Joe从不骂街。友情提醒,这并非因为他有道德包袱或是想保持优雅。他只是觉得鉴于他浓厚的布鲁克林口音,骂街会让他显得和所有其他的管理员都不大一样,因此才拒绝如此。
顺带一提,这不重要,只是有些好玩罢了。
Sam的注意力又回到了香烟上,他并不真的在乎Bright办公室的特别之处。
“去完成任务就行了,Joe。你觉得我真的在乎Bright办公室有什么特殊的吗?”
Joe点了点头,一股浓烟扑面而来,他皱起鼻子。
“明白了,先生。”
Sam,这个向来会对多数无礼之举报以微笑,并抖抖他那散发着烟味的胡子的79岁男人,此刻发自内心地轻笑起来。
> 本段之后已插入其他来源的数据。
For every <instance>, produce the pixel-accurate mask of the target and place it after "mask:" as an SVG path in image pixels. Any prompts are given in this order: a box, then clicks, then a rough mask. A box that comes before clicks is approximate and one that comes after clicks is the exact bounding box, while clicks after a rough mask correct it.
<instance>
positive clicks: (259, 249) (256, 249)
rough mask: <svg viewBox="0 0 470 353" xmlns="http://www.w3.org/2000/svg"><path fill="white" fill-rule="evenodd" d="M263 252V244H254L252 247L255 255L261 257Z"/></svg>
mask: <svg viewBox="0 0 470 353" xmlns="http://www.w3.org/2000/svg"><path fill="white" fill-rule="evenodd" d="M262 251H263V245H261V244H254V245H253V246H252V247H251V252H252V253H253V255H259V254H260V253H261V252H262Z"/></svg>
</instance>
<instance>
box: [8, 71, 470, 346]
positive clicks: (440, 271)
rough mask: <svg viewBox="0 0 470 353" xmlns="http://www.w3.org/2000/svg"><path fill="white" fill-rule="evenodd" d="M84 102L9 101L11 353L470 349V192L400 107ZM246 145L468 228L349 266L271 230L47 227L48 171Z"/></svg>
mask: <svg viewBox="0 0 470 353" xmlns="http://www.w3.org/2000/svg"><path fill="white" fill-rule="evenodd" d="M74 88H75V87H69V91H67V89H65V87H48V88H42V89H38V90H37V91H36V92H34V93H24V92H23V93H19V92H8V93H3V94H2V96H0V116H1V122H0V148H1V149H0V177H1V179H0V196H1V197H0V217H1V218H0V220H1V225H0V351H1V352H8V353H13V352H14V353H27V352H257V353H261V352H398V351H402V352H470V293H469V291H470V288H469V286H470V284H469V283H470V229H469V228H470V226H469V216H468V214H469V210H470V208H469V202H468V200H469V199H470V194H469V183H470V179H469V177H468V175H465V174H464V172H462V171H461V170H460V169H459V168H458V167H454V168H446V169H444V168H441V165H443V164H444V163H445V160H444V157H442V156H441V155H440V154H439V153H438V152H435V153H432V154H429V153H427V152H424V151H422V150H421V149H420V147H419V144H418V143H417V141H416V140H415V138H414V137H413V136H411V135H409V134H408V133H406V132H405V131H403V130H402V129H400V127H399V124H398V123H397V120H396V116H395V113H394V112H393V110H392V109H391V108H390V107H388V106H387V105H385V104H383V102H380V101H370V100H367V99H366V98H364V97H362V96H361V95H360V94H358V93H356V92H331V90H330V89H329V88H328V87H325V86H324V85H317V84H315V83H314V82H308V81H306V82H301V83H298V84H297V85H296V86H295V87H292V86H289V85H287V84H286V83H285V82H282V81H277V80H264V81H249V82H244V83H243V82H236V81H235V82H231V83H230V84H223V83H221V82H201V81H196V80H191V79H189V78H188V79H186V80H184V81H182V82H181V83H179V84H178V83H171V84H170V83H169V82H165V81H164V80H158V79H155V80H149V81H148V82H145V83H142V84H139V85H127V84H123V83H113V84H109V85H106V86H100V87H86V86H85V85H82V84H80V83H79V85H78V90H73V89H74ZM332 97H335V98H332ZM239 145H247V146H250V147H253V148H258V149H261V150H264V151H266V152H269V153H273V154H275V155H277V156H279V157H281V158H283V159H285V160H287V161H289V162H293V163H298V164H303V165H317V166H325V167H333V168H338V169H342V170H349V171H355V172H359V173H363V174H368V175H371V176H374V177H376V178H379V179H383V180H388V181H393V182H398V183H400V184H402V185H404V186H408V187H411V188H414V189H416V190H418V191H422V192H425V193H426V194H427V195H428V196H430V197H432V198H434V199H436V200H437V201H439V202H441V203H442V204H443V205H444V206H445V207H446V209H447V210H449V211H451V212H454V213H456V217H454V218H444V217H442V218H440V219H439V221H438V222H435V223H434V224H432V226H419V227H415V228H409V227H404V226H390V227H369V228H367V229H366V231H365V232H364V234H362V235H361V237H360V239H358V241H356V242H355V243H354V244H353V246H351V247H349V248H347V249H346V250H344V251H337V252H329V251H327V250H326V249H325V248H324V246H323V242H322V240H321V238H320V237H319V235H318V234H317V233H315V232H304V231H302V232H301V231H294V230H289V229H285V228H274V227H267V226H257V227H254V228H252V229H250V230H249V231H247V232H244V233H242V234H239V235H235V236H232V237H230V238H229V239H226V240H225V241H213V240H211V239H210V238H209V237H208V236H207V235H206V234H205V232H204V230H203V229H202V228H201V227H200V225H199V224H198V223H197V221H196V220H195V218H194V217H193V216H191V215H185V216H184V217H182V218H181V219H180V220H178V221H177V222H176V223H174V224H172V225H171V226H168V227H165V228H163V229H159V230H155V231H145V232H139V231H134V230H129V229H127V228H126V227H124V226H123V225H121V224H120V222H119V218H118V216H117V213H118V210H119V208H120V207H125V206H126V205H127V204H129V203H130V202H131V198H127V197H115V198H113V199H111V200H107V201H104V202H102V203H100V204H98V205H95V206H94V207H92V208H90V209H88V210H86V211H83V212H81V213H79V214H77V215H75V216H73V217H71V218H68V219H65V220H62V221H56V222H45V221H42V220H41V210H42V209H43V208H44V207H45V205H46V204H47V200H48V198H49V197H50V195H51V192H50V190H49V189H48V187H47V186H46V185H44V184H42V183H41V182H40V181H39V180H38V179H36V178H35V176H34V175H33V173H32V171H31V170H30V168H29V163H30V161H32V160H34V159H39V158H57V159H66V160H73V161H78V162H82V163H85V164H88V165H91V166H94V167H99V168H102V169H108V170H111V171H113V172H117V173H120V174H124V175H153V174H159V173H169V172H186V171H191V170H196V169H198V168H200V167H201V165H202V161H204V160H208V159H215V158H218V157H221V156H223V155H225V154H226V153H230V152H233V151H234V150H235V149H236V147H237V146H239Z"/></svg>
“等大家发现Bright在埋你的尸体的时候,我们就知道你这态度的作用了。”
2078年7月19日,保洁员Joe Woodworth发现了一张纸。
当然了,这个发现是由一系列事件所引出的:Joe被一个愤怒的,对他所做工作相当不满的研究员给吼了出去;Joe发短信让妻子给孩子买一些速食食品;以及当然,Joe进入了Bright的办公室。但没人会为此而来的,对吧?
那张纸本身并不完全有趣。这只是常规的活页纸罢了,在大部分工作区域随处可见。不,Joe Woodwotth先生对这张纸感兴趣的原因是上面笔触稚拙如儿童之作的SCP-963。
图画看上去是用红色高光笔上的色,而这支笔显然没能很好地完成呈现那条项链金属质感的使命。
但不管如何,Joe Woodworth先生还是笑了。不管水准多么拙劣,它让神秘的Bright博士多少有了一点人味儿。
于是,他照了张相(他想到Sam看到它大概会轻笑起来),然后将这张纸塞进了书桌抽屉里。
这就是事件的经过了。
绘画开始持续出现。
过了一阵子,它们不再会出现在一份事关重要的文件旁边,转而在一个小小的速写本中繁荣兴盛,速写本不大不小,正好可以装进实验服。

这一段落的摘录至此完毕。